During the early part of the week Morrison made a very public, high pressure pitch for former New South Wales Premier – and corruption inquiry target – Gladys Berejiklian to run as a federal Liberal candidate in Tony Abbott’s old seat of Warringah (now held by independent woman Zali Steggall). This pitch failed.

While Liberal royalty like Berejiklian is turning Morrison down, other women who might stand for the Coalition in another time, another place are volunteering to run in metropolitan seats against sitting Liberals, most of whom used to be called moderates, and in some places where things are more competitive because of retirements.

The latest – and perhaps among the most dangerous for Morrison – is former Adelaide Writers Festival director Jo Dyer who has shown her card to stand in the Liberal seat of Boothby, an open electorate after the retirement of Nicole Flint.

Dyer came to national prominence as the leader of the campaign for justice for her friend Kate, the Adelaide historian and debater who committed suicide after overwhelming anguish following an alleged historical sexual assault by Christian Porter, who went on to become Australia’s attorney general in the Coalition government.

A Western Australian who has quit the cabinet and will not stand again for parliament, Porter denies all of the allegations made against him.

Dyer’s presence is a sharp reminder of a particularly jarring episode from a year that has struck a nerve in women across the country.

Two other high-profile independent challengers are Allegra Spender, running a well resourced campaign in Malcolm Turnbull’s old seat of Wentworth against Liberal Dave Sharma, and former ABC journalist Zoe Daniel, who has put her hand up in Goldstein in Melbourne’s south east.

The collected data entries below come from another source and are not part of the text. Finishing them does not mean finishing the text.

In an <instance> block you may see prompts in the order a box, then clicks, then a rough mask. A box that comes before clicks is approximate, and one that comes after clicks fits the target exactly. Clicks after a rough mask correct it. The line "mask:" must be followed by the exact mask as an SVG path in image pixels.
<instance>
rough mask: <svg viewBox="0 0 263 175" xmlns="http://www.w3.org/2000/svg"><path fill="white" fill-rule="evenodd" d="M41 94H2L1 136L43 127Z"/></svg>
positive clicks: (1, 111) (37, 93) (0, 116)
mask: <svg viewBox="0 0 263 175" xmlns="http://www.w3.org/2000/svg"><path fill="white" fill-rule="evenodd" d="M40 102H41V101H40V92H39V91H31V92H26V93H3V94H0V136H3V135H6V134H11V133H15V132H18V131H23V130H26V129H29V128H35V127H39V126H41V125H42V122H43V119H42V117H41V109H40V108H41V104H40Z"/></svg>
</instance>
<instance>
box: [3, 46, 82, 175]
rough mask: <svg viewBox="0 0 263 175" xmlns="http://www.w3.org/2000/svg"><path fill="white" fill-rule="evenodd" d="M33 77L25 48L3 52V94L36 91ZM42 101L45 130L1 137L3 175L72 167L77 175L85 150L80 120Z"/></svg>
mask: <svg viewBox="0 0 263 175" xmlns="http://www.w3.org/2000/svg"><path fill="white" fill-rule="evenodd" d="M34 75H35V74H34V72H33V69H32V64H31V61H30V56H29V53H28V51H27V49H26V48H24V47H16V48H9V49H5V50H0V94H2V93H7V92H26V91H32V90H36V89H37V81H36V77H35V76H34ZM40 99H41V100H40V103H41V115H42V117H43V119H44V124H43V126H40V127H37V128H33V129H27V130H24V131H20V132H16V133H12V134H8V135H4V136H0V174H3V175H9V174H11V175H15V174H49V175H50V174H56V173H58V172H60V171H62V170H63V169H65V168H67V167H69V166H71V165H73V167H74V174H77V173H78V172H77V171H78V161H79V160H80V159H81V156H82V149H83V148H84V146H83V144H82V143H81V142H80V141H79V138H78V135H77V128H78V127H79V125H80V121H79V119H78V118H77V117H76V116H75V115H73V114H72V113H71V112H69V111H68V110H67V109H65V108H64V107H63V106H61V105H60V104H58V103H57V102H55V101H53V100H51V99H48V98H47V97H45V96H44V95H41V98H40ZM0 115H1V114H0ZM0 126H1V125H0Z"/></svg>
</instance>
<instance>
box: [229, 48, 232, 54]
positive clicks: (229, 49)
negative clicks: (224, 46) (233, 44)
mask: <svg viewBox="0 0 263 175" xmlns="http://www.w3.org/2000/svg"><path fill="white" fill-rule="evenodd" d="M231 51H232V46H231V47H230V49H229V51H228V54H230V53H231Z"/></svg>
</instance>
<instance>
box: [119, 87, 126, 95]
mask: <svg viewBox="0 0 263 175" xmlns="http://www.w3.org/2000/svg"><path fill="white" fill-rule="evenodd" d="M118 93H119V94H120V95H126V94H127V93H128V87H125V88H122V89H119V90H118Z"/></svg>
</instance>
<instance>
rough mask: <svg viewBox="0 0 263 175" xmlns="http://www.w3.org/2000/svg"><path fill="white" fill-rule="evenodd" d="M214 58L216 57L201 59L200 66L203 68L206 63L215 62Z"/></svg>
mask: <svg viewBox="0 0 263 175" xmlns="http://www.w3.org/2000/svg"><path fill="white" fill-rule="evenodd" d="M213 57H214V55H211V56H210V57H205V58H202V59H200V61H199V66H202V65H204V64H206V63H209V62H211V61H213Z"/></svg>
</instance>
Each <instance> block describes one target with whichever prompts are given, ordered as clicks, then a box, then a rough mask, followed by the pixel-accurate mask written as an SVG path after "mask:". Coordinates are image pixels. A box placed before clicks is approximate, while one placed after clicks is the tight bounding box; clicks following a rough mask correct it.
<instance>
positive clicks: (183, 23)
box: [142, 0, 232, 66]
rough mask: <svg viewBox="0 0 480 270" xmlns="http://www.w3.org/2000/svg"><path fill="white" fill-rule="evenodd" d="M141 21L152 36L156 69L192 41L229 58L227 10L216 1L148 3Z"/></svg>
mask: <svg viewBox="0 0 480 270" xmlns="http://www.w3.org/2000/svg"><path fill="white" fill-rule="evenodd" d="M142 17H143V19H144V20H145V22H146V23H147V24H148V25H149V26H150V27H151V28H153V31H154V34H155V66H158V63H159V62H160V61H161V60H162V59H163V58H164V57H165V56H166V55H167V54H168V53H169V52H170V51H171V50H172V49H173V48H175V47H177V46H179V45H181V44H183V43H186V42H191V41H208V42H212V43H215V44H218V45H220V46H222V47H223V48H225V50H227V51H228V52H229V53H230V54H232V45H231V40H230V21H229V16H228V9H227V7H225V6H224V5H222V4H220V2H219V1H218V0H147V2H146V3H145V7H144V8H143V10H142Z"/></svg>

Elsewhere, Georgie Steele, a globetrotting lawyer now settled in Sydney’s Sutherland shire, is pitching for Hughes (held by big noting Clive Palmer pal Craig Kelly); Kylea Tink, CEO of the cancer charity the McGrath Foundation is lining up in the North Sydney seat held by Trent Zimmerman, while general practitioner Sophie Scamp has a tougher task in the 12.5 percent seat of Mackellar.

Others are likely to join the sweep (including one or two in south-east Queensland) and if just a quarter of them are successful – not entirely fanciful in this most uncertain of political times – Morrison’s electoral mortality would be in doubt.

That women problem is a clear and present danger for our ute loving, muscle car riding national leader. No wonder Anthony Albanese has changed his tunes and tones accordingly and is doing lots of media appearances in settings more appropriate for those who care about the caring economy, such as child care centres.